Once your dog is at the vet, your veterinarian may induce vomiting and/or feed them activated charcoal, a compound that binds up drugs. This option will only be effective if your dog was recently exposed to ethylene glycol, within about an hour, as the body very rapidly absorbs the substance.
If you are unsure if your dog got into antifreeze, your veterinarian will take a detailed history of what has been going on with your dog and ask about where your dog may roam. A thorough physical examination will be conducted to check for symptoms consistent with antifreeze poisoning and a specific blood test to check for the presence of ethylene glycol may be performed. Your veterinarian will also want to run tests to look for signs of kidney damage.
A urinalysis will also be performed to look for abnormal urine concentrations consistent with a kidney injury and urinary crystals that often develop as a result of antifreeze ingestion. These crystals that form in the kidneys are responsible for much of the damage associated with antifreeze poisoning.
The most effective treatment for ethylene glycol ingestion is antidote therapy. This therapy must be initiated within 8 to 12 hours to be effective, but the sooner the better.
IV fluid therapy is also an important part of treatment as it helps flush the body of toxins, treats dehydration, and supports blood flow to the internal organs. In addition to antidote therapy, the most effective treatment for ethylene glycol toxicity is dialysis. This procedure utilizes a particular machine to remove toxins from the blood. Dialysis is the only therapy that may prevent death in dogs once signs of kidney failure have already developed. Dialysis is still a relatively new procedure in animals and there are currently just twenty-five facilities in the United States that offer this .
The prognosis for antifreeze poisoning in dogs is fair to good if treated intensively within 8 to 12 hours of ingestion.
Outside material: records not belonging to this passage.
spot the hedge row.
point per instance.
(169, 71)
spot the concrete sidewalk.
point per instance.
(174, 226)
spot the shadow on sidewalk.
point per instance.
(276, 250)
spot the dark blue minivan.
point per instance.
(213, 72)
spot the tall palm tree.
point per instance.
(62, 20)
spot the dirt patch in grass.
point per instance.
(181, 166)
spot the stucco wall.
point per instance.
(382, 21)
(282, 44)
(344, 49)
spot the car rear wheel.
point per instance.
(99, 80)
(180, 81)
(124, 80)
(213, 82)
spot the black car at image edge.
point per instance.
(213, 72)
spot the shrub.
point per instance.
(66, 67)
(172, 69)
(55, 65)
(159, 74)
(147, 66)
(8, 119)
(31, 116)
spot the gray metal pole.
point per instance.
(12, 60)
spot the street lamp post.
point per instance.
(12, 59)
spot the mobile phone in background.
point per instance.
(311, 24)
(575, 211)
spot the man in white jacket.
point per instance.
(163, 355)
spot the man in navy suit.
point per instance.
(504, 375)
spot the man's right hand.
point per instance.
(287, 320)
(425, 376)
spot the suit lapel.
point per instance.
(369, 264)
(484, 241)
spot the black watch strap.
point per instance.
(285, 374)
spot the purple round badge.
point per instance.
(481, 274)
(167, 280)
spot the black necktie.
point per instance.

If a dog is already showing signs of kidney injury when treatment begins, the prognosis is poor.
The amount of time it will take your dog to recover from antifreeze ingestion depends on how quickly they were treated for it and how much antifreeze they ingested. This may range from days to weeks. Permanent kidney damage is possible.
Cost to Treat Antifreeze Poisoning in Dogs
Pet parents may be wondering how much they can expect to pay for antifreeze poisoning treatments. Costs vary greatly depending on your location and the type of veterinary facility but general estimates include:
- Physical exam: $40-$150
- Blood and urine testing: $200-$400 per day
- Abdominal ultrasound: $300-$500
- Antidote treatment: $250-$350
- IV fluid therapy: $150-$250 per day
- Hospitalization: $1,000-$2,000 per day
- Dialysis treatment: $3,500-$4,500 for two to three treatments
How to Prevent Your Dog From Getting Antifreeze Poisoning
The best thing that pet parents can do is to prevent their dogs from getting into antifreeze in the first place.
If you must use an antifreeze product, pick one that uses propylene glycol instead of ethylene glycol, as it is much less toxic to dogs. You should also check underneath your car and promptly clean up any puddles and fix any leaks.
Keep antifreeze containers securely closed and out of reach of pets. It’s also best to keep dogs indoors and out of garages, especially in freezing temperatures, as water will freeze over, making a thirsty dog seek out liquid antifreeze.